“Until now there has been very little cooperation between these two blocs,” Mr. Larsson said. He said that although the government appeared to be weak and unstable, it was likely to survive for a full, four-year term.
But voices on the right and the left were highly critical of the deal.
“The Center Party and the Liberals have been duped,” said Ulf Kristersson, leader of the Moderate Party, referring to private assurances that Mr. Lofven made to the Left Party. He and Ebba Busch Thor, the leader of the other member of last year’s four-party bloc, the Christian Democrats, declared the alliance dead.
Ms. Busch Thor called the new arrangement “an unholy alliance.”
Former Prime Minister Carl Bildt, a moderate, wrote on Twitter: “After some sort of secret supplementary agreement with the ex-Communists PM Löfven will be back as PM in Sweden again. And with policies leaning in the other direction. Messy arrangement.”

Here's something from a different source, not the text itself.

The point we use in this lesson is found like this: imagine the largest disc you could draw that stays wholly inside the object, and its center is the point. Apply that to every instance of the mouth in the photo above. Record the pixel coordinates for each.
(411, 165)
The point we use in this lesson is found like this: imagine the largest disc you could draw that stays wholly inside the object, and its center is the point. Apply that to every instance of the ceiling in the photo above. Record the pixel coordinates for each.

“A historic mistake,” a former Left Party politician, Rossana Dinamarca, said on Twitter. “They have let in a Social Democrat-led right-wing government without getting anything in return.”
On Thursday, three longtime Green politicians left the party in protest. One of them, Carl Schlyter, told the public broadcaster SVT that the left bloc would have been more effective in the opposition than peddling a conservative agenda.
“People who are struggling have very few places to turn in this agreement,” he said.
Daniel Suhonen, the head of Katalys, a trade union research group, said the mix of free-market policies, weakened worker protections and potentially relaxed migration rules could backfire in favor of the Sweden Democrats.